Glencore defends 150Mt coal cap saying it clarifies future shape of diversified group

Ivan Glasenberg, CEO, Glencore

GLENCORE’S decision to cap thermal and metallurgical coal production at 150 million tonnes a year was a consequence of more than two years of discussions with investors and would help clarify the future shape of the group.

Responding to questions in a media call, CEO Ivan Glasenberg and Steve Kalmin, the firm’s CFO, said the decision to cap coal production was in the interests of the company as well as environmental, social and governmental (ESG) requirements.

Asked if Glencore was making any sacrifice at all, considering it wasn’t intending to make new green field investments in coal whilst putting merger and acquisition (M&A) activity on the back burner group-wide, Glasenberg said: “We do have green field opportunities of significant size that we could do that we won’t be doing in the future”.
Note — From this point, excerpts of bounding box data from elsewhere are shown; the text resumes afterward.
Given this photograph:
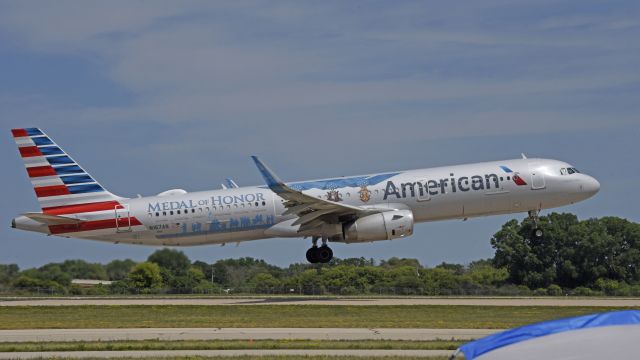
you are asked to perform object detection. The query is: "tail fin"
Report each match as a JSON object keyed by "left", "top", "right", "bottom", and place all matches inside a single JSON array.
[{"left": 11, "top": 128, "right": 121, "bottom": 214}]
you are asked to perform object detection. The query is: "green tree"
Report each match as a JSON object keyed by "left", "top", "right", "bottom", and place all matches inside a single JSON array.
[
  {"left": 0, "top": 264, "right": 20, "bottom": 286},
  {"left": 147, "top": 248, "right": 191, "bottom": 280},
  {"left": 105, "top": 259, "right": 136, "bottom": 281},
  {"left": 60, "top": 260, "right": 107, "bottom": 280},
  {"left": 128, "top": 262, "right": 162, "bottom": 289}
]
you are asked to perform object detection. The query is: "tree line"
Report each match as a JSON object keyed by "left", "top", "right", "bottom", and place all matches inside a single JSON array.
[{"left": 0, "top": 213, "right": 640, "bottom": 296}]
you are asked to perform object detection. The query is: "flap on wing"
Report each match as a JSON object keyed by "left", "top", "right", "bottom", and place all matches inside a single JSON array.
[
  {"left": 251, "top": 156, "right": 380, "bottom": 229},
  {"left": 22, "top": 213, "right": 83, "bottom": 225}
]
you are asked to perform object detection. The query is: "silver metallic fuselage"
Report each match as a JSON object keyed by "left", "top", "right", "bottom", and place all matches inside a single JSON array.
[{"left": 16, "top": 159, "right": 600, "bottom": 246}]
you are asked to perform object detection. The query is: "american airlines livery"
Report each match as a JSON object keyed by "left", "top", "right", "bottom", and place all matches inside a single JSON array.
[{"left": 11, "top": 128, "right": 600, "bottom": 263}]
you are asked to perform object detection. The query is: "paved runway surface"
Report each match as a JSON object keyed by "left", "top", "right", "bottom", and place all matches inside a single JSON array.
[
  {"left": 0, "top": 328, "right": 500, "bottom": 342},
  {"left": 0, "top": 297, "right": 640, "bottom": 307},
  {"left": 0, "top": 350, "right": 453, "bottom": 359}
]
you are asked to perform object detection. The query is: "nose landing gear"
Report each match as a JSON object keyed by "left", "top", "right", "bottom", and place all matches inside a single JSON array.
[
  {"left": 529, "top": 210, "right": 544, "bottom": 240},
  {"left": 307, "top": 236, "right": 333, "bottom": 264}
]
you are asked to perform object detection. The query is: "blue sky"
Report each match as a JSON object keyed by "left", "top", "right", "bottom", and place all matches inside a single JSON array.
[{"left": 0, "top": 0, "right": 640, "bottom": 267}]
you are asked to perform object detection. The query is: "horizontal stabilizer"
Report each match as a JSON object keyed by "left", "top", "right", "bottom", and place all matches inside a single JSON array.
[{"left": 22, "top": 213, "right": 83, "bottom": 225}]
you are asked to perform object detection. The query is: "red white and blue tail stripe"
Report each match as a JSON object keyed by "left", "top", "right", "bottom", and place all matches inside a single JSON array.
[{"left": 11, "top": 128, "right": 120, "bottom": 215}]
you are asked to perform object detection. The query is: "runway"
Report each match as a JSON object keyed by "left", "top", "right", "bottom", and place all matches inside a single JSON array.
[
  {"left": 0, "top": 349, "right": 453, "bottom": 359},
  {"left": 0, "top": 297, "right": 640, "bottom": 307},
  {"left": 0, "top": 328, "right": 501, "bottom": 342}
]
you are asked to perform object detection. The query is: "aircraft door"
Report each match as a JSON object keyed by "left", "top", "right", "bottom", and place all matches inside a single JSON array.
[
  {"left": 115, "top": 204, "right": 131, "bottom": 233},
  {"left": 529, "top": 163, "right": 546, "bottom": 190}
]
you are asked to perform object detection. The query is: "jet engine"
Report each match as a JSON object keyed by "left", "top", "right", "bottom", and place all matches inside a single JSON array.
[{"left": 341, "top": 210, "right": 413, "bottom": 243}]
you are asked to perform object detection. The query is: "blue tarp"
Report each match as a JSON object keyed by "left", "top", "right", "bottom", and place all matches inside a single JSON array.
[{"left": 460, "top": 310, "right": 640, "bottom": 360}]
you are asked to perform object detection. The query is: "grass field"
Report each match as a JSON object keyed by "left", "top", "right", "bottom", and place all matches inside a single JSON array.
[
  {"left": 69, "top": 355, "right": 449, "bottom": 360},
  {"left": 0, "top": 305, "right": 628, "bottom": 329},
  {"left": 0, "top": 340, "right": 463, "bottom": 352}
]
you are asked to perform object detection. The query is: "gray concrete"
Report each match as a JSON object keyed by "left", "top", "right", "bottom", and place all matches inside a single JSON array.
[
  {"left": 0, "top": 349, "right": 453, "bottom": 359},
  {"left": 0, "top": 328, "right": 501, "bottom": 342},
  {"left": 0, "top": 297, "right": 640, "bottom": 307}
]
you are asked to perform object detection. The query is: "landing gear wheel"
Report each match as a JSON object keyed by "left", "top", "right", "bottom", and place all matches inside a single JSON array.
[
  {"left": 531, "top": 228, "right": 544, "bottom": 239},
  {"left": 316, "top": 245, "right": 333, "bottom": 264},
  {"left": 307, "top": 246, "right": 318, "bottom": 264}
]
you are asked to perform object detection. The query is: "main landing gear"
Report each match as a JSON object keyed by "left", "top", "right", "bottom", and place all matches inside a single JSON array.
[
  {"left": 307, "top": 236, "right": 333, "bottom": 264},
  {"left": 529, "top": 210, "right": 544, "bottom": 240}
]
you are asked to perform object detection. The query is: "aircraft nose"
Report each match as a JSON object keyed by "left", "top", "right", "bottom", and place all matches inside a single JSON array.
[{"left": 580, "top": 175, "right": 600, "bottom": 197}]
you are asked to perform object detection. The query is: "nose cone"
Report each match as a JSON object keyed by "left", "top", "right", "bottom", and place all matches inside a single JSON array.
[{"left": 580, "top": 175, "right": 600, "bottom": 197}]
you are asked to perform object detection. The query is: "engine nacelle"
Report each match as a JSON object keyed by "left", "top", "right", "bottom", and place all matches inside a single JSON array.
[{"left": 342, "top": 210, "right": 413, "bottom": 243}]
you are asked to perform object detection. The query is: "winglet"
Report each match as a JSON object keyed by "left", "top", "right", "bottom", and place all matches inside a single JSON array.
[{"left": 251, "top": 155, "right": 288, "bottom": 194}]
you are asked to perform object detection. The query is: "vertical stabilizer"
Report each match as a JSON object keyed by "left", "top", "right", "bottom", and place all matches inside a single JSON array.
[{"left": 11, "top": 128, "right": 121, "bottom": 214}]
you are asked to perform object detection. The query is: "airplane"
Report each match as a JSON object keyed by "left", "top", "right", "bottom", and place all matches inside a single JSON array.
[{"left": 11, "top": 128, "right": 600, "bottom": 263}]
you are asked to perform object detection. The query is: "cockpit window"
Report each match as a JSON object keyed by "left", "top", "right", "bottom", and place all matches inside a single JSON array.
[{"left": 560, "top": 168, "right": 580, "bottom": 175}]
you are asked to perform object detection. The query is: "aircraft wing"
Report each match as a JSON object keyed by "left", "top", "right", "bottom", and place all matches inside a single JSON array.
[{"left": 251, "top": 156, "right": 384, "bottom": 232}]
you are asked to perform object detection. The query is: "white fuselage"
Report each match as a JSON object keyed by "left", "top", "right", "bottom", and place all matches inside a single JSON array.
[{"left": 42, "top": 159, "right": 599, "bottom": 246}]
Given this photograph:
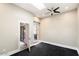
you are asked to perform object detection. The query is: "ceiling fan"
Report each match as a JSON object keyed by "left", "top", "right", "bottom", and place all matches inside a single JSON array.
[{"left": 47, "top": 7, "right": 60, "bottom": 16}]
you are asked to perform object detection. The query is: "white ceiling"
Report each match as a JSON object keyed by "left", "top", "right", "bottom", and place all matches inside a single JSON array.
[{"left": 15, "top": 3, "right": 78, "bottom": 18}]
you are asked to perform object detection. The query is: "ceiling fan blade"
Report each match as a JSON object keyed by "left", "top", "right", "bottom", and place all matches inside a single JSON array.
[
  {"left": 47, "top": 9, "right": 52, "bottom": 12},
  {"left": 53, "top": 7, "right": 60, "bottom": 11}
]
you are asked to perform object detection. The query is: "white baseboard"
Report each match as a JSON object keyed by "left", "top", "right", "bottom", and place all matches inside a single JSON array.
[
  {"left": 2, "top": 40, "right": 79, "bottom": 56},
  {"left": 40, "top": 40, "right": 79, "bottom": 52}
]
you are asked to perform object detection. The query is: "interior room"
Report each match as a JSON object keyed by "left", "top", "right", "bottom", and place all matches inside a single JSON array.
[{"left": 0, "top": 3, "right": 79, "bottom": 56}]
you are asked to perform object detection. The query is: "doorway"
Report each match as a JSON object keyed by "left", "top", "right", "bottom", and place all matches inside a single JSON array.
[{"left": 20, "top": 23, "right": 29, "bottom": 42}]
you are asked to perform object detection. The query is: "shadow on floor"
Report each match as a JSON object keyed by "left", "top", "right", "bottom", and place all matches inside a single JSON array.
[{"left": 11, "top": 42, "right": 78, "bottom": 56}]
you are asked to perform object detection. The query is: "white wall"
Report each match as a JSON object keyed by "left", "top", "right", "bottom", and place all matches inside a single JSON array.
[
  {"left": 40, "top": 10, "right": 77, "bottom": 47},
  {"left": 0, "top": 4, "right": 34, "bottom": 53},
  {"left": 77, "top": 7, "right": 79, "bottom": 49}
]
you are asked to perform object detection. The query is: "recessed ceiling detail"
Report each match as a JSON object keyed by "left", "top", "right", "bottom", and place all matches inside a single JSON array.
[{"left": 15, "top": 3, "right": 78, "bottom": 18}]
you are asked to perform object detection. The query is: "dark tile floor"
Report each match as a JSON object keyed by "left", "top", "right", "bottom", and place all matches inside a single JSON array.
[{"left": 11, "top": 42, "right": 78, "bottom": 56}]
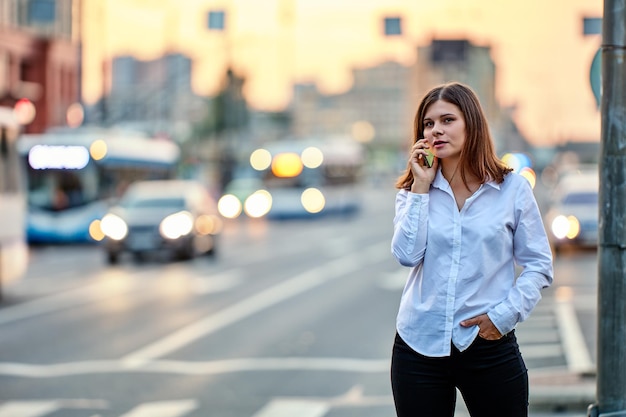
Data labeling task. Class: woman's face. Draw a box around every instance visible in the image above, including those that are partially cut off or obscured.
[423,100,465,159]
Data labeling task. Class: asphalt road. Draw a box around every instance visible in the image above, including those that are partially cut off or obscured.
[0,187,597,417]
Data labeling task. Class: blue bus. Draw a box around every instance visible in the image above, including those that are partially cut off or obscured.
[18,128,180,244]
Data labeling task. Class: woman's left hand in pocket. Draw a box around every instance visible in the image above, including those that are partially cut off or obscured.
[461,314,502,340]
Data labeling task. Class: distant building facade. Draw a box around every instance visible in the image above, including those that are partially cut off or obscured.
[0,0,81,133]
[291,62,416,145]
[94,54,203,138]
[291,39,528,158]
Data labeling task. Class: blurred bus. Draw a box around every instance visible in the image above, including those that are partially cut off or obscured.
[0,107,28,285]
[219,137,365,219]
[19,129,180,244]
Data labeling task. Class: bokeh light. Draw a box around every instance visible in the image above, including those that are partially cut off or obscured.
[250,149,272,171]
[272,152,304,178]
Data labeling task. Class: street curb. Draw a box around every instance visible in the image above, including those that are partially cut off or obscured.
[529,373,596,412]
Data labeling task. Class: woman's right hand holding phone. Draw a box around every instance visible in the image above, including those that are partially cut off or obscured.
[409,139,439,194]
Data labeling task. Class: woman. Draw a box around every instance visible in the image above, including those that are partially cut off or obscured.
[391,83,552,417]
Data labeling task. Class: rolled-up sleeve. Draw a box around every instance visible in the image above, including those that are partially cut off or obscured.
[391,190,429,267]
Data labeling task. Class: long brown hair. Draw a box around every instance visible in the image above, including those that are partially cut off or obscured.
[396,82,512,190]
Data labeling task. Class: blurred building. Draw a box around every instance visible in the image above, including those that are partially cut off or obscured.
[0,0,80,133]
[292,62,413,145]
[413,39,530,153]
[89,54,205,136]
[292,39,528,158]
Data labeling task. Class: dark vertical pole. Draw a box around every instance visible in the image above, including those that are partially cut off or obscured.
[589,0,626,417]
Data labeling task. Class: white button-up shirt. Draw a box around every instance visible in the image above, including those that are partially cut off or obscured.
[391,170,553,357]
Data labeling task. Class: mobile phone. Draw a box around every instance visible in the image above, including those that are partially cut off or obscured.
[424,149,435,168]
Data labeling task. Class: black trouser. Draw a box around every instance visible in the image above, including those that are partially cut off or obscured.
[391,332,528,417]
There was, though, a strong commercial angle. Glasenberg said there would be upward pressure on the thermal coal price which grew at a rate of 6% last year by dint of the emergence of developing market demand in Bangladesh, Vietnam and Pakistan. Exports from South Africa might also be stunted owing to a supply deficit to Eskom.

Said Kalmin: “It’s important that people can think three or five years out and see that Glencore is not just a coal company. It is a diversified company”. Glasenberg added the group was unconcerned about the prospect of creating stranded coal assets.

Glencore’s 145 million tonnes in coal production for the 2018 financial year contributed the most to earnings before interest, tax, depreciation and amortisation (EBITDA), at $5.4bn or 34% of group EBITDA. At $4.4bn, copper production was next contributing 28% to overall group EBITDA.

“We had a lot of exchanges with shareholders and we agreed that this made sense,” said Glasenberg. “We believe as a company that’s what we should be doing. We believe it’s in the best interests of the company and from and ESG view and climate change,” he said.

Banking institutions and investors globally have decided not to invest in new thermal coal production owing to the climate change impacts of burning the fuel. In South Africa, the latest bank to turn its back on new thermal coal is Nedbank, one of the big five bankers.

In a presentation to analysts, Glasenberg said that thermal coal would “stay in the pot” as it was highly cash generative and required little capital expenditure.

DRC

Glasenberg said the group had hopes that the installation of a new president in Felix Tshisekedi in the Democratic Republic of Congo (DRC) would lead to renewed negotiations regarding changes to the country’s mining code last year.

The current dispensation imposes higher duties and a super-profit tax on copper and cobalt production, as well as other minerals, and fails to recognise stabilisation agreements from an earlier version of the mining code. Glasenberg said this was unacceptable.

“We haven’t engaged yet [with the new president]. We are hoping that the government will entertain negotiations, but we don’t know who the new mines minister is or if it will be the previous minister (Martin Kabwelulu appointed under previous president Joseph Kabila). We do wish to negotiate,” he said.

These comments echo the hopes of Mark Bristow, CEO of Barrick Corporation and AngloGold Ashanti CEO, Kelvin Dushnisky who said renegotiation was possible. Asked if Glencore would press ahead with legal action in the International Court of Arbitration in the event negotiations were not restarted, Glasenberg said: “We will consider arbitration”.

Glencore had previously suggested a sliding scale of royalties which simultaneously acknowledged 76% of the new mining code. One of the stipulations of the DRC’s mining code is that royalties on cobalt, a mineral that is a vital component in manufacture of electric car batteries, increases fivefold to 10%.